Tawaku lepas karena merasa geli dan mual mendengar ucapannya. Meski ini bukan kali pertama tapi kewarasanku tak pernah terbiasa dengan segala tingkah kak Ivan yang kadang out of the box. Pada akhirnya pantatku kembali ke kursi tepat di sebelahnya, menatap macam-macam makanan yang masih cukup untuk 7 orang. Kita membicarakan banyak hal seru dari pembentukan panitia pentas seni hingga tiba-tiba ganti genre horor.

"Jangan horor! Shella pulang sendiri loh," kak Rachel memperingatkan yang lain padahal aku juga terhanyut dalam kisah-kisah pendakian kak Evan dan kak Bagas ke beberapa gunung di Jawa.

"Hey ada aku kok. Lanjutkan Gas seru loh!"

Kak Ivan kalau sudah suka sama suatu cerita inginnya selalu dengar sampai telinganya bosan. Raut kak Rachel menekuk dia menarik tanganku seakan ingin memisahkan diriku dengan perkumpulan penyuka cerita horor.

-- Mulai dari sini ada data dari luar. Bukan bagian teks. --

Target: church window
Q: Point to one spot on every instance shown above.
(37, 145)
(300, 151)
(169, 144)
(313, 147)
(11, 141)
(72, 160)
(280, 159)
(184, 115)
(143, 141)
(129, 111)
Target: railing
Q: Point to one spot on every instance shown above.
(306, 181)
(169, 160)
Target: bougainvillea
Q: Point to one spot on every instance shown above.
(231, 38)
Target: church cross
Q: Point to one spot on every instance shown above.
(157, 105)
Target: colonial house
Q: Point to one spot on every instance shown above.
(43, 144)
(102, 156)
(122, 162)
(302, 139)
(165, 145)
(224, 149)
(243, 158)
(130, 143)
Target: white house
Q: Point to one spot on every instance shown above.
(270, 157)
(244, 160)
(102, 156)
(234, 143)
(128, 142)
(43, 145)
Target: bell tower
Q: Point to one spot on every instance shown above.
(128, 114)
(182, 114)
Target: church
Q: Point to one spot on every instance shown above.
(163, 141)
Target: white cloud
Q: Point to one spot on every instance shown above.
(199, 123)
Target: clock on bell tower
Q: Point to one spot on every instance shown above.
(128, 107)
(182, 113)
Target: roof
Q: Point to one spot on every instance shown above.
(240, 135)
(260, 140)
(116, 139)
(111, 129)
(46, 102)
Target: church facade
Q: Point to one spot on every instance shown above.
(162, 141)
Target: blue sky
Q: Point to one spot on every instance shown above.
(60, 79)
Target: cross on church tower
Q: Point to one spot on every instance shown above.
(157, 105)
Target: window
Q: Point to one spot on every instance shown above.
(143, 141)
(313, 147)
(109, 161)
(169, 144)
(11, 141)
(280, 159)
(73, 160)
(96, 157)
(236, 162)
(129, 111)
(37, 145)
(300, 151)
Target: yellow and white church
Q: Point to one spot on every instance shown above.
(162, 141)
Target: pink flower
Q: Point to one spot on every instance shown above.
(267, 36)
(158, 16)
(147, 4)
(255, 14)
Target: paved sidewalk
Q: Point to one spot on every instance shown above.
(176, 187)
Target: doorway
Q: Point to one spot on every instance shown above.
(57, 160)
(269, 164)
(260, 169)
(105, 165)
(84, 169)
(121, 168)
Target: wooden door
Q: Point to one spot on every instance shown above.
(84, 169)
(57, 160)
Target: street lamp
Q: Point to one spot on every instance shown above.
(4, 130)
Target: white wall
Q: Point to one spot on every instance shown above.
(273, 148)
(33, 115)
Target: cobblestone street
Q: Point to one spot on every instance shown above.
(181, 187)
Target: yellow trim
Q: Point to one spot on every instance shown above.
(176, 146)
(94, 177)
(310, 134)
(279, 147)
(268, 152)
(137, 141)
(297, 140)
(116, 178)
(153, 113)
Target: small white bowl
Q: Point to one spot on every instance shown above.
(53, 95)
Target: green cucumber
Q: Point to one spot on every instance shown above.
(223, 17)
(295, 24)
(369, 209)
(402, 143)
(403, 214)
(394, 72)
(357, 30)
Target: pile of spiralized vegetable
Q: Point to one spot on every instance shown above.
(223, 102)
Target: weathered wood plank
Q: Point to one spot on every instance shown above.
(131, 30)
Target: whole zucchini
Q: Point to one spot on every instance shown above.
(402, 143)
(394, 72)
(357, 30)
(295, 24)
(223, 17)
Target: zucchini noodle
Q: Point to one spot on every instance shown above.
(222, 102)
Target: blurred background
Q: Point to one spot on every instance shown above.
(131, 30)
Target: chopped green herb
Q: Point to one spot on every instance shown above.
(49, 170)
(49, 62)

"Aku seriusan ingin mengantar Shella pulang. Hari ini aku pulang ke rumah nenek yang kebetulan searah dengan Shella." Ganti kak Ivan yang menarik tangan kiriku, menahan agar aku tetap dalam lingkaran.

"Aku juga ikut Ivan kok. Berarti nanti kita bertiga pulang sama-sama."

Deg!

Demi apa kak Kevin ikut kak Ivan? Bukan hal aneh sih, aku saja yang terlalu berlebihan. Bukan. Aku lupa kalau mereka ini sudah bestie sejak SMP jadi tidur di rumah satu sama lain sudah biasa. Tapi kenapa harus sekarang?

Dari 7 orang kini tinggal 3 orang. Hobiku adalah terjebak dengan kak Ivan. Pria itu kini menunduk, sebagian kesadaran hilang dijajah alkohol, di antara tujuh orang dia sendiri menghabiskan sebotol soju sambil menjadi pendengar cerita. Tanganku mengusap wajah bingung harus berbuat apa pada pria yang kini menggumam tak jelas, kuajak pulang pun dia hanya merengek seperti bocah minta jajan.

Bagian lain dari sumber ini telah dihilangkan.